In this notebook we attempt to scrape and gather newly relased fiction books ordered by subjects from [Barnes&Noble](https://www.barnesandnoble.com/). We collect our data as follows:
- scrape to get the list of subjects used to categorize the fiction books. 
- for each subject we will accumulate 40 different books along with the title, author, and summary(if it exists) for each book in the subject.
<br>if a summary does not exist, and if we are missing just a few then we should be able to manually replace using targeted scrape functions. 
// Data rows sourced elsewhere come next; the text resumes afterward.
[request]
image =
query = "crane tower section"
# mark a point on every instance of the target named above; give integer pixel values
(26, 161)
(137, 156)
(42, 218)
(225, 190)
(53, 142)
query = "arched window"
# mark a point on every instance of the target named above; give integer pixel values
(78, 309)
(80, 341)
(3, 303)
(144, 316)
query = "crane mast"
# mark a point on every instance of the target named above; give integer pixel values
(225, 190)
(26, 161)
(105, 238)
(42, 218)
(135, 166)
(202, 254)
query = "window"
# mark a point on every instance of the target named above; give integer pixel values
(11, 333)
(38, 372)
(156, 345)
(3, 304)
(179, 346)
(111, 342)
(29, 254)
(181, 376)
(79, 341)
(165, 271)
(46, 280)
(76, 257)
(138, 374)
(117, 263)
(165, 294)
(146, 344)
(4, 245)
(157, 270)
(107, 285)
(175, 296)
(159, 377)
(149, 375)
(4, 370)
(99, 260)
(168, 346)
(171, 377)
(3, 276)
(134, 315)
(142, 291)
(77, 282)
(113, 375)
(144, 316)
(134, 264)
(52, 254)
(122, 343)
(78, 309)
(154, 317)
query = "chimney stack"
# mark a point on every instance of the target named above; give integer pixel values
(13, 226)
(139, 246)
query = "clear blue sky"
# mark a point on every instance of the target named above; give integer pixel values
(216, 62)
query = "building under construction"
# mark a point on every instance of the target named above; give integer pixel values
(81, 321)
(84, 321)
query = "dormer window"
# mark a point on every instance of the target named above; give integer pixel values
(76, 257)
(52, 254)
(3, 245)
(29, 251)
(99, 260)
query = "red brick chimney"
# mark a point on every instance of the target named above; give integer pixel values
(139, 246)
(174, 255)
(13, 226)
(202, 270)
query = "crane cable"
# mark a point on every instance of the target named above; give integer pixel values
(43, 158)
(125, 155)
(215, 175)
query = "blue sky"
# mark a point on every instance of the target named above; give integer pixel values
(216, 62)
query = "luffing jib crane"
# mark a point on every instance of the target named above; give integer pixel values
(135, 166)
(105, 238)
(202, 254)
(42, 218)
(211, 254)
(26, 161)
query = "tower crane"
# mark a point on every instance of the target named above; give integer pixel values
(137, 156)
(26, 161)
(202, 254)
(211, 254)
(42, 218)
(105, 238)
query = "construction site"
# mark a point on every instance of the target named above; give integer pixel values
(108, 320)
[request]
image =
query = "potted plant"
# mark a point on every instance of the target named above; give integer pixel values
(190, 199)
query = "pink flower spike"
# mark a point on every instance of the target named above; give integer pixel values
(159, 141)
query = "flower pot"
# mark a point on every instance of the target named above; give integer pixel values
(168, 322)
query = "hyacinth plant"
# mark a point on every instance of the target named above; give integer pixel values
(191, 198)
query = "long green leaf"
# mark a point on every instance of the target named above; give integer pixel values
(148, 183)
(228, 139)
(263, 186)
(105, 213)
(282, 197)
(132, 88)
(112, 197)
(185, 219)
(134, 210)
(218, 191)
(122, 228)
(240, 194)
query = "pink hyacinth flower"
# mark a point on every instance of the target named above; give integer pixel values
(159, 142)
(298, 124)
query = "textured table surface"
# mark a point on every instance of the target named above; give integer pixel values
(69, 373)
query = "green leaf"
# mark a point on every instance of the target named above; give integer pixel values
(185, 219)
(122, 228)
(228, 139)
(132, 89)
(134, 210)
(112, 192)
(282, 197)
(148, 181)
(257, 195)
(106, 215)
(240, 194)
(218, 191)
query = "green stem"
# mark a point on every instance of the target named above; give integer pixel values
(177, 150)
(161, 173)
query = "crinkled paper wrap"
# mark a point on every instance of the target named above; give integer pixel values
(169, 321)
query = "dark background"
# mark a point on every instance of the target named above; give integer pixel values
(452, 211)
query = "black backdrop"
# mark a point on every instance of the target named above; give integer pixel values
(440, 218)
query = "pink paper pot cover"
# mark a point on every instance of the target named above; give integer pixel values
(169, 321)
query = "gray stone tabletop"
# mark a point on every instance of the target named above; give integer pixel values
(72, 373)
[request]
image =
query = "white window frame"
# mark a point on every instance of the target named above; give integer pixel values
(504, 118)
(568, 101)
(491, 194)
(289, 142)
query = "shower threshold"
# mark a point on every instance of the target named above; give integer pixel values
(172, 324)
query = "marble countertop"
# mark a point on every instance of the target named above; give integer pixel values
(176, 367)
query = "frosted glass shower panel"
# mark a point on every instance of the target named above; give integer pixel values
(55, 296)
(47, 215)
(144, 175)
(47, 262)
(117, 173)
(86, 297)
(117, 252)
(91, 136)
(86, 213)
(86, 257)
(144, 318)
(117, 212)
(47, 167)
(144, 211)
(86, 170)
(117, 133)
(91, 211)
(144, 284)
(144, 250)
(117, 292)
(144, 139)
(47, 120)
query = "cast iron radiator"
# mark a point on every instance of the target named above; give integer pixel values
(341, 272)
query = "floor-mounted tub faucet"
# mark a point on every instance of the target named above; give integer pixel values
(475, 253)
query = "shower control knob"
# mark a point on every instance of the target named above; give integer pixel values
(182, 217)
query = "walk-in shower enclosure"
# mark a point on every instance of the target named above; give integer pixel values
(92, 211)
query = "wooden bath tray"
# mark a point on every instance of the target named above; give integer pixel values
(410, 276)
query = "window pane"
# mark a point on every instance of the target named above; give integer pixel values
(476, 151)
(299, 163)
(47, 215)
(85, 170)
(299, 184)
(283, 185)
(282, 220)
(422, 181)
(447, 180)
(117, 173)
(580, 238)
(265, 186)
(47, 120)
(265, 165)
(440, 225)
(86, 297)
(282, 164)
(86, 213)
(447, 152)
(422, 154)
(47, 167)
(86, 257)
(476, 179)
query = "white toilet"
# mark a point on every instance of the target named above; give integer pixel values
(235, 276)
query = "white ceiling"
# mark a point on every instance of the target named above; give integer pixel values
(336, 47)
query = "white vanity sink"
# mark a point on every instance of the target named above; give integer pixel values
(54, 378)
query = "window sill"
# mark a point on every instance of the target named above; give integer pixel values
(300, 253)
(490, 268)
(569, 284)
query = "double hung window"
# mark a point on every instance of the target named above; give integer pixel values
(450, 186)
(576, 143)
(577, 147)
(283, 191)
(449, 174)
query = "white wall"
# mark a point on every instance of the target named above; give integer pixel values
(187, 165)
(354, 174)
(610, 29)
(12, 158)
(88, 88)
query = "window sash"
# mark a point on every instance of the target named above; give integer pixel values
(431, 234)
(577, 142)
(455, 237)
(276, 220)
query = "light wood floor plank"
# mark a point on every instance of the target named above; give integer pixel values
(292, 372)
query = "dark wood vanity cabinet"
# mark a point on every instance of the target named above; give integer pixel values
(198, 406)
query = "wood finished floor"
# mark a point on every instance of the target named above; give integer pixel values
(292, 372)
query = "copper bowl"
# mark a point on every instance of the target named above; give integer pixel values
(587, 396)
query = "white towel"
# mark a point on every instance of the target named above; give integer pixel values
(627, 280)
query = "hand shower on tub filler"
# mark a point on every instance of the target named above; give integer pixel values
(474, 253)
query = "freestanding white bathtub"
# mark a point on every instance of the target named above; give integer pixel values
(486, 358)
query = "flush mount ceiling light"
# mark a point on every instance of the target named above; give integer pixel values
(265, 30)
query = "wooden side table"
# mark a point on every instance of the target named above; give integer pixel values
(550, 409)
Note: Be aware that we only take 40 because B&N website is terrible and will max out at 40 books per page. We may collect more data by scraping more than one page if we think it is neccessary for the purpose of our project. 



In [9]:
from bs4 import BeautifulSoup
import requests
from selenium import webdriver
from selenium.webdriver.chrome.options import Options

The reason we are using both Requests and Selenium Python libraries is due to the fact that some pages in B&N's website do not work with Requests, and for those pages we use Selenium.  

In [21]:
#Make the list of subjects along with their urls. 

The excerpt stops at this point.